Walking: Unlike before, walking has become a part of my daily schedule. Some days have been a bit challenging to fit it in, but I gave one of the yoga videos Cooking Light sent me a try this week—it was good, and will be better when I practice it more and get used to it. We also had some bad weather this week so my walk suffered for a few days, because March was just not cooperating at all. Nonetheless, my workout as a whole is progressing very well and I'm anxious to see some real results in the future. Headed up to the Flat Irons again this Saturday, and actually did much better than the last time. Hooray!!

Friday: This completes the third week of my workout. Gin planned for me to do the full workout three times this week instead of two. Again I was able to do two sets with the maximum recommended reps. And, I stayed with the challenge moves on the Hip-Hinged Reverse Flies and the Squat with Arm Arc. Added the challenge for the Kneeling Rear Leg Lifts since this last Wednesday. I am noticing I am sleeping really well lately, and I am noticing a teeny bit of toning in my arms. My belly is still poofy, but from what people tell me, results take time. Things I noticed by doing the workout three days a week is more soreness and less recovery time, but I think I had it pretty easy those first two weeks.

Week Four
Monday: This is my last week for the workout schedule. Gin has increased my sets to three. Ahhhhhhhhhhhhh!!! So, it went well but it hurt and I had to go slow. I'm definitely becoming better at the workout as a whole. I'm noticing that I am stronger in many areas of my body but I am tired today. Whew! Also kicking it up a notch made trying to hang onto the weight balls with sweaty hands a little annoying so I had some weights that I used for the exercises where it was a challenge (Hip-Hinged Reverse Flies and Side-Lying Hip Lift). No biggie but still much better than straining my hand muscles to hang on.

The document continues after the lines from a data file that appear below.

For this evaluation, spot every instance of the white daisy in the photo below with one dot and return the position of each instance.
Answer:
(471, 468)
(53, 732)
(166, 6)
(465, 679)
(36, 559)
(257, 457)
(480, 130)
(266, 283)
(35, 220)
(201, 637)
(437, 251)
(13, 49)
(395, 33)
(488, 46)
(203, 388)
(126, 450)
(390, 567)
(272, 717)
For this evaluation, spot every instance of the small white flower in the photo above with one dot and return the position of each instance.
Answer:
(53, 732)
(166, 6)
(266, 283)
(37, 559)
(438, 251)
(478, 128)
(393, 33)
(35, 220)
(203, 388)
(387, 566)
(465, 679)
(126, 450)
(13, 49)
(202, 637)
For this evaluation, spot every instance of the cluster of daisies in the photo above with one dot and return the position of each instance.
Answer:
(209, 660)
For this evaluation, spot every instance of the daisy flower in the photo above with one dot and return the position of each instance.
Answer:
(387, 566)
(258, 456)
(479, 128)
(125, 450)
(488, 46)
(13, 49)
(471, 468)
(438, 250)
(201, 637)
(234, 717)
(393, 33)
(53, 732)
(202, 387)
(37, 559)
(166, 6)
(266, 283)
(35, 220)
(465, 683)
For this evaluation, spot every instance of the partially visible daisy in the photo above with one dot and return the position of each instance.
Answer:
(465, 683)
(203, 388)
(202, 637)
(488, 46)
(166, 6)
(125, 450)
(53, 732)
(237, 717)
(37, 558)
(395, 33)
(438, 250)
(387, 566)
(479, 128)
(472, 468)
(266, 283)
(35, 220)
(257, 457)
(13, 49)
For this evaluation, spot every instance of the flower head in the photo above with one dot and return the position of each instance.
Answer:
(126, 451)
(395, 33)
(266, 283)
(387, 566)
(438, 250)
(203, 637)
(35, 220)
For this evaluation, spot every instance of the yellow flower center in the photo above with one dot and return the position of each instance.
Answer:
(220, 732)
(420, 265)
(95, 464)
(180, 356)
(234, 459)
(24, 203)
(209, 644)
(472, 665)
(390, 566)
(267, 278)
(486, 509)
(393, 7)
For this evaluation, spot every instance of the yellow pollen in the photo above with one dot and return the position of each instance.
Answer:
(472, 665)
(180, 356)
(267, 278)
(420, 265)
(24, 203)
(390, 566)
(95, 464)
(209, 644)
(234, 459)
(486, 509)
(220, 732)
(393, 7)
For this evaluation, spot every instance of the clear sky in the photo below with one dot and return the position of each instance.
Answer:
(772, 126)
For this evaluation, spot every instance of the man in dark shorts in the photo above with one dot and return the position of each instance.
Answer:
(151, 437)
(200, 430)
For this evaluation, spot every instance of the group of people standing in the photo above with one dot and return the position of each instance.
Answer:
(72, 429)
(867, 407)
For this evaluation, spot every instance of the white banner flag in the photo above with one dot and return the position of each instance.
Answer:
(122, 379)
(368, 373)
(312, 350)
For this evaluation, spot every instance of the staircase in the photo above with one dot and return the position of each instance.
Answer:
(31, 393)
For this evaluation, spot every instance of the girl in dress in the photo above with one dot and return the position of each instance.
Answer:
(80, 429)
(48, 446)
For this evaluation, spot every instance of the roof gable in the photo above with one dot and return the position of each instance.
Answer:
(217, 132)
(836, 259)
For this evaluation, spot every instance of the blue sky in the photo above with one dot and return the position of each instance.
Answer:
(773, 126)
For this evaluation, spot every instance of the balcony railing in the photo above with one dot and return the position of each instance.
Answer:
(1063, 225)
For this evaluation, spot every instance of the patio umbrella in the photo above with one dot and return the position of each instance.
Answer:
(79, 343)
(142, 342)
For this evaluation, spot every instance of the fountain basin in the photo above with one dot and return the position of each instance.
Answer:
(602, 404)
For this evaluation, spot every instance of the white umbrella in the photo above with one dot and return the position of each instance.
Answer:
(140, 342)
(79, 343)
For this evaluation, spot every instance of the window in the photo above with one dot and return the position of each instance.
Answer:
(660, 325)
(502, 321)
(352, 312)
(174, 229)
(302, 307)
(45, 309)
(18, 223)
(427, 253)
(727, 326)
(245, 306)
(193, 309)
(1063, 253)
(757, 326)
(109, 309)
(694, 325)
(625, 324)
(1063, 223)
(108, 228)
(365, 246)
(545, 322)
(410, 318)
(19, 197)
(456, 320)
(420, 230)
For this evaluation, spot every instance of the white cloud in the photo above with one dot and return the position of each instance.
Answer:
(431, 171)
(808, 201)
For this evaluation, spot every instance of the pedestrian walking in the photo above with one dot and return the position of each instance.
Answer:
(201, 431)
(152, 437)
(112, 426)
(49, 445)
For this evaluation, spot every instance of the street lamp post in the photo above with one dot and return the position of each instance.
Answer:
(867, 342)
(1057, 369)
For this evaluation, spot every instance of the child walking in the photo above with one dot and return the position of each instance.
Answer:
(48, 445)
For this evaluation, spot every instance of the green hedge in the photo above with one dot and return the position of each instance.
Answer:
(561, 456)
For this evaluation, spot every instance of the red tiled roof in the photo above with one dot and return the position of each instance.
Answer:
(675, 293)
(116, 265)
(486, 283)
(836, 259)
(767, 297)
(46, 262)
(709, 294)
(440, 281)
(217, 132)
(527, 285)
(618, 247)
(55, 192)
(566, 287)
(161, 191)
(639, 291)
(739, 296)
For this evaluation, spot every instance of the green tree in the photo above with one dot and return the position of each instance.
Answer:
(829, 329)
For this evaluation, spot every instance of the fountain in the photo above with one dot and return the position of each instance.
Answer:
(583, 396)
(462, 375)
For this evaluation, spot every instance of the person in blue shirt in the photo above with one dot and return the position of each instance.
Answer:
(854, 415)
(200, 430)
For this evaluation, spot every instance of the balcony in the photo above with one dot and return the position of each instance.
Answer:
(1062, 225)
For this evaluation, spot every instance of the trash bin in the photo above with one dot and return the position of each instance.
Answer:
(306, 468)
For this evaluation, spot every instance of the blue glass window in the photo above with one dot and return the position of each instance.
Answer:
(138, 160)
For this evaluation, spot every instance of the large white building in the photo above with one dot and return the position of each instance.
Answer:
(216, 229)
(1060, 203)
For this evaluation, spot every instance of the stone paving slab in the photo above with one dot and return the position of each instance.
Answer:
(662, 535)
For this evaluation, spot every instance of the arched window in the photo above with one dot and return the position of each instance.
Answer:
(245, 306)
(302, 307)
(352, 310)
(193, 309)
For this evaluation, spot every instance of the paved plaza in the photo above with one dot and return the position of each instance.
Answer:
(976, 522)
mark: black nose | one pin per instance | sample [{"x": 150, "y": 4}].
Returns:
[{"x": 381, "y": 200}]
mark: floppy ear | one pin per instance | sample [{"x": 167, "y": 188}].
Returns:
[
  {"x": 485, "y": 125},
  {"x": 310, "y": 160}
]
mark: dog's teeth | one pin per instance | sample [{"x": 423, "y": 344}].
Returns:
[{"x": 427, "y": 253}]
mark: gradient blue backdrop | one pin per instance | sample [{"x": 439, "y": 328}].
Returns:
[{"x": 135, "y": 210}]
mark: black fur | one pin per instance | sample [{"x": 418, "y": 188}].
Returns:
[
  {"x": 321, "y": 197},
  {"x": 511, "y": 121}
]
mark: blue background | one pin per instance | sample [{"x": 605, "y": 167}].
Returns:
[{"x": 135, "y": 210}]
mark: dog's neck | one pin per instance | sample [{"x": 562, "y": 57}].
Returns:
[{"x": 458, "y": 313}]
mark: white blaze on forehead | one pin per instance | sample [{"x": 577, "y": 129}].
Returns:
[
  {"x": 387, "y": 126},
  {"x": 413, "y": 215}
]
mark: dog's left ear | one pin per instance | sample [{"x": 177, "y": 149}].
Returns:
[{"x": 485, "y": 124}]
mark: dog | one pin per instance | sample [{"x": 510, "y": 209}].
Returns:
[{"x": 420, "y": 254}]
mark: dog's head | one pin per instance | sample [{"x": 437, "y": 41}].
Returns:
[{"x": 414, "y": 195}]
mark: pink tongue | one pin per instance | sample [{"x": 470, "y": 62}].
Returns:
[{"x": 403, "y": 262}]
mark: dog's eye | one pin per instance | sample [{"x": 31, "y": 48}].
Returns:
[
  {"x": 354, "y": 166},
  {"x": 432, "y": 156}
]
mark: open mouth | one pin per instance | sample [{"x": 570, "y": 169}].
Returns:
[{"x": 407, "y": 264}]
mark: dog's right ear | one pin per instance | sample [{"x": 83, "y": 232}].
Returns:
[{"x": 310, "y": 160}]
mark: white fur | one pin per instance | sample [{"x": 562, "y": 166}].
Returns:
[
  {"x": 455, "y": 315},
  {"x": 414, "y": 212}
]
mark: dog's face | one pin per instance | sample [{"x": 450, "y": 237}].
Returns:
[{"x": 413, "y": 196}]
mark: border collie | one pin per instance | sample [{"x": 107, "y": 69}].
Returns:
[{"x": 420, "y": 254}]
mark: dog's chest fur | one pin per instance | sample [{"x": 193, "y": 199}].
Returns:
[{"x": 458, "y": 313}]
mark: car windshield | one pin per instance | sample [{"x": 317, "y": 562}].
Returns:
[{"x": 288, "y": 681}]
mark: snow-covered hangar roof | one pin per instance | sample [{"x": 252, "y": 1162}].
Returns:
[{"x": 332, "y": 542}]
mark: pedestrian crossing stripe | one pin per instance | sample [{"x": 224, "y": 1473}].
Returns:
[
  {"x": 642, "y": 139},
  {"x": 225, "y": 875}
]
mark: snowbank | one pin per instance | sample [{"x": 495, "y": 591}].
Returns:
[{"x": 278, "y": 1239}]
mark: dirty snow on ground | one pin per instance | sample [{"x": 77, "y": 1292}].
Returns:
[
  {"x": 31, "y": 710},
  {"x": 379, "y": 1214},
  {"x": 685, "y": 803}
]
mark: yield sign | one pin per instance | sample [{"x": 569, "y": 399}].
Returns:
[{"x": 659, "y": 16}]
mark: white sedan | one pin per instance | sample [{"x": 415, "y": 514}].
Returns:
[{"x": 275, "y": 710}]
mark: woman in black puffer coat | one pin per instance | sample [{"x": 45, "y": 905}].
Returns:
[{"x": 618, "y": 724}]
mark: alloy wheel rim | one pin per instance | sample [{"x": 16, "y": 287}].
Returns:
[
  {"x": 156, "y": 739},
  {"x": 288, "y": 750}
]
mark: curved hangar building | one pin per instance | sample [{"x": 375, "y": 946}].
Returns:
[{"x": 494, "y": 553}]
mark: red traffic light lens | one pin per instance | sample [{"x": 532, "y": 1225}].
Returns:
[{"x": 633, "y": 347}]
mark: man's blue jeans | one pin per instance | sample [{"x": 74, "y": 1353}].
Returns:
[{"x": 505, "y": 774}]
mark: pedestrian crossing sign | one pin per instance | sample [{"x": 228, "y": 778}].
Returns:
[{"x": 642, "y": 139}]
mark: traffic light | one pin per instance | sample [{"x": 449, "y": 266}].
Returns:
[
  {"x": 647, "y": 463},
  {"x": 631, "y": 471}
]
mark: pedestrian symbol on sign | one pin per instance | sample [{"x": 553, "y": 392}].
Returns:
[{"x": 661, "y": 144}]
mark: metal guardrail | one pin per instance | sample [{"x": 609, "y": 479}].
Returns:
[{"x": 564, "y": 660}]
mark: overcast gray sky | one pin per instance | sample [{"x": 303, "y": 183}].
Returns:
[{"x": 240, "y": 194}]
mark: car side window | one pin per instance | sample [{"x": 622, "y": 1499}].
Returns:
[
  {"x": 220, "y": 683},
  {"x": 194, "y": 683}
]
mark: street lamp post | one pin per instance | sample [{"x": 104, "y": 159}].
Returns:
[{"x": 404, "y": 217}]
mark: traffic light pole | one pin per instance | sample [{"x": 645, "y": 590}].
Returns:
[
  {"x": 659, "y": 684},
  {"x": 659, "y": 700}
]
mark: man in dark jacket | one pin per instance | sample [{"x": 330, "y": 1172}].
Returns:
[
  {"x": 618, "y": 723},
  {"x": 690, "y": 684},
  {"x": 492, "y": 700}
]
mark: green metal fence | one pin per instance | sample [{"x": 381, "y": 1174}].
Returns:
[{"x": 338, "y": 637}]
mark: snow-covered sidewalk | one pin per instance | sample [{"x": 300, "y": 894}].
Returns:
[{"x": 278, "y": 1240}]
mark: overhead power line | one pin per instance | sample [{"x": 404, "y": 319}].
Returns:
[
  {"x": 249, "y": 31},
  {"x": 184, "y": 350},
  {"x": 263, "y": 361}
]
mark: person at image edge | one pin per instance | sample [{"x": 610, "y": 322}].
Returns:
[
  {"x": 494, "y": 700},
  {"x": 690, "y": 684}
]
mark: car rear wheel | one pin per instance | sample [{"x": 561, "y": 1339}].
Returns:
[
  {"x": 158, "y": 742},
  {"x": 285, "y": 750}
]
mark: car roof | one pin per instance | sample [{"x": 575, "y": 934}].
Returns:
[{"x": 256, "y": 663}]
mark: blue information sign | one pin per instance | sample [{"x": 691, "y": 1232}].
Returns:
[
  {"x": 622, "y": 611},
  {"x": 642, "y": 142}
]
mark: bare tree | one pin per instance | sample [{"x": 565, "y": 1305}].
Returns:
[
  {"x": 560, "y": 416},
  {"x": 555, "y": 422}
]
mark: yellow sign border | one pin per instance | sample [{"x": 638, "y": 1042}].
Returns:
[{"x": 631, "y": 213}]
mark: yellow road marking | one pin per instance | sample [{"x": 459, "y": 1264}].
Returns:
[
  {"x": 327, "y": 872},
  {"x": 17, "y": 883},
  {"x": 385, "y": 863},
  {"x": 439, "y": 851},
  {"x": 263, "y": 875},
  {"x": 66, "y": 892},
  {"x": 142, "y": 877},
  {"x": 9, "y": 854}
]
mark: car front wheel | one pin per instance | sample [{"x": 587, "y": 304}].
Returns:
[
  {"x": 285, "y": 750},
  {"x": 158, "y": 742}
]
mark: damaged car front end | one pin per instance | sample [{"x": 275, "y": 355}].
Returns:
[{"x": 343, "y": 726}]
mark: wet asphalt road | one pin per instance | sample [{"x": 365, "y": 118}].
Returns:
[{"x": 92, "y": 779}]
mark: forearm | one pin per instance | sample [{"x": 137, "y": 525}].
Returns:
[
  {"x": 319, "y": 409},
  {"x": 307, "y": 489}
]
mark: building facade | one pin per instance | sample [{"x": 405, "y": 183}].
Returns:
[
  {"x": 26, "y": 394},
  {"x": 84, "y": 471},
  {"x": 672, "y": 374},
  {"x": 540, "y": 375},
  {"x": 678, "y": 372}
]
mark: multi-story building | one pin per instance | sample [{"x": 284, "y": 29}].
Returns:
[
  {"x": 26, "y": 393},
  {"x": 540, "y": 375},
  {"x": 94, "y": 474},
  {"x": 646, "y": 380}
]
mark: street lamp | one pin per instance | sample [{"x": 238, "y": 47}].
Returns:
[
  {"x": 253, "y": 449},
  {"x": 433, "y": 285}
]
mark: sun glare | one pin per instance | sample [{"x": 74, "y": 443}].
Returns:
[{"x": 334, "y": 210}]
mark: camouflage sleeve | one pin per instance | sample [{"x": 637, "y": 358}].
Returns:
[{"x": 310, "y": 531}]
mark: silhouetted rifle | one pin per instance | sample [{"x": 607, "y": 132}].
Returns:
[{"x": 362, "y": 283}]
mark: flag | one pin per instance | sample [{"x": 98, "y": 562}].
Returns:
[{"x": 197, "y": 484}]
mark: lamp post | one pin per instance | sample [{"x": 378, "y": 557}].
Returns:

Walking: The walking has been enjoyable from the beginning, but with the weather becoming nicer, and the sun staying out longer, it is even better. No more walks to the local pub by the way, and it was no trouble at all walking for 45 minutes instead of 30, in fact, sometimes I was doing that anyway because of where I ended up on my route. The Flat Irons are the most beautiful and scenic place to take a hilly walk. If anyone ever comes out this way, please make sure it's on your list of things to do.

Friday: This completes the fourth week of my workout. Gin planned for me to do the full workout three times this week, and also added another set. Again, I was able to do two sets with the maximum recommended reps. And, I did keep the challenge moves I had accomplished for the first two sets. But, for the third set, I backed everything down to the basics. I still haven't moved to the challenge moves for some of the exercises because they are doing their job just fine the way they are.

In general, I am very pleased with my workout. I am excited to keep it going and to see my body change and respond to all the hard work I have been putting forth. I really have noticed that I have been sleeping well, have felt much better physically, and have actually had more patience overall with day-to-day stresses and surprises. Still hoping to strengthen my back more as time progresses, and maybe in the future graduate to one of the more strenuous exercise programs Gin has developed for the other ladies.

I plan to continue following the workout Gin created for me, and possibly joining a yoga or Pilates class in the future. Thanks for everything that you did for me, Cooking Light!!! To all those ladies waiting for a good time to get started, there is no time like the present!! Good luck to all the future exercisees!!!!